Multiprocessor performance

Forums

I'm playing around with the v8 release of frealign. I have been bench-marking the various versions ("vanilla," fftw, mp, mpfftw) using the test data set you include (pdh). Perhaps I'm doing something wrong, but for the search example, I see absolutely no difference when I try to add more processors to the mp and mpfftw versions. I know that the program thinks it has access to more processors since I get things like

Parallel processing: NCPUS = 4

as output. But I never see more than a single processor being used, the time to run through the data set remains the same even though I have requested 1, 2 or 4 processors, etc.
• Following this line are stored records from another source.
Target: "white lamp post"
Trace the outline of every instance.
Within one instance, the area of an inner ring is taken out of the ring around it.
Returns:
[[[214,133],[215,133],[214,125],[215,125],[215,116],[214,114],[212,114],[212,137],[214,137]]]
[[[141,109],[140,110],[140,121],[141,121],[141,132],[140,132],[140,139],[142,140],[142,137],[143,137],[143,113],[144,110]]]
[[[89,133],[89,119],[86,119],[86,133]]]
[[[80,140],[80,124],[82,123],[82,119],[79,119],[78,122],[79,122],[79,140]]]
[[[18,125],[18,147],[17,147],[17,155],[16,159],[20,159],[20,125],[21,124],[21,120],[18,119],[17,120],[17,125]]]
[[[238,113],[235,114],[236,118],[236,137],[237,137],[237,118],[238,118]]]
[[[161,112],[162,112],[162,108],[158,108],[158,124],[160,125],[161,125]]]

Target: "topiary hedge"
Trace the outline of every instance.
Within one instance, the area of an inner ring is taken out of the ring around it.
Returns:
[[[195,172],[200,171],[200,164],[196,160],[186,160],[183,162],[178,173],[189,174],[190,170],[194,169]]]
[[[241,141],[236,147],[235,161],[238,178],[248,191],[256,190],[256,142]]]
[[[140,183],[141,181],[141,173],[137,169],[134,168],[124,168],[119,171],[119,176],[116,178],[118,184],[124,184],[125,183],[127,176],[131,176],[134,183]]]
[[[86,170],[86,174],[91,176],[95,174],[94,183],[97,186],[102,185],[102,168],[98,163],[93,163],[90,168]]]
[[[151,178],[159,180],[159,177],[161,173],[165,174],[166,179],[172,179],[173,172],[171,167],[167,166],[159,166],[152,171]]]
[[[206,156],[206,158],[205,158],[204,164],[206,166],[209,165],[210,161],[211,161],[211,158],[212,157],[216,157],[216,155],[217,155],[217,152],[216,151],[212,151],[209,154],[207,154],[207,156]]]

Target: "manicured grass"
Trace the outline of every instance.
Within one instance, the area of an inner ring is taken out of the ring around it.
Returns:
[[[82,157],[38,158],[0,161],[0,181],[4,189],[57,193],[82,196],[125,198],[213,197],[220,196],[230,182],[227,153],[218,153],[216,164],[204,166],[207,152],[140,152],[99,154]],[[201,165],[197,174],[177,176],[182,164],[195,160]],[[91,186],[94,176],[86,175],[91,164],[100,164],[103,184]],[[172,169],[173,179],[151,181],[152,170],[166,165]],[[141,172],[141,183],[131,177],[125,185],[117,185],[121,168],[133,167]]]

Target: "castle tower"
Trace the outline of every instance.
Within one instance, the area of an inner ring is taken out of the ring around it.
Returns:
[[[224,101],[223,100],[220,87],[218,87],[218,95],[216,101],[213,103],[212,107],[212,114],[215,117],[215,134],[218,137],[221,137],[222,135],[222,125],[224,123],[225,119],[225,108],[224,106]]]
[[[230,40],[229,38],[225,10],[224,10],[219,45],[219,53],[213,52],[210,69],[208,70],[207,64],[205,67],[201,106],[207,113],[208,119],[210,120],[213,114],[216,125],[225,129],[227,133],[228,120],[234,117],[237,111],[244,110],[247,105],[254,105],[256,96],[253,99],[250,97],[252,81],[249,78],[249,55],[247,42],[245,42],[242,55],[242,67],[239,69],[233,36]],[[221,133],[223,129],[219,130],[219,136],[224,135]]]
So it looks to me like nothing is changing even when I request additional processors. Should I expect to see a difference for the search example?

The multiprocessor version of Frealign affects mainly the reconstruction algorithm, not the search or refinement. To parallelize search or refinement, it is far more efficient to split up the job into smaller jobs that each deal with a portion of the data set (see multiprocessor examples in the distribution archive).

In reply to by niko

I run out of memory (32 gb) when I submit jobs to more than 3 cores on each node. That leaves 5 cores idle with this scheme.
Would a parallelised version of the search and refinement be able to circumvent that problem? Or is it an unsolvable problem?

In reply to by adesgeorges

You should not run out of memory with 32 GB. You mentioned that your particle dimension is 350 pixels. If you set FSTAT = F and IBLOW = 1, this means one job requires 1.3 GB. It sounds like you are using IBLOW = 4, which will increase the memory requirements for one job to 11 GB.

If you parallelize your job for the refinement of parameters, you should also set the first number (RELMAG) on the final CARD 6 to -100. This will skip the calculation of a 3D structure which you will not need when you just refine particle parameters (you run another Frealign job with MODE = 0 for the 3D reconstruction). Please read the 2007 paper on Frealign for more details.

Hi: I am not using qsub to submit mreconstruct.com, I use an alternative one for the submission, which does not have control on the number of cores. Is there a way to specify the number of cores some where else? It seems that freealign reads in NCPUS and copies it into OMP_NUM_THREADS. How/where can I specify NCPUS? Thanks!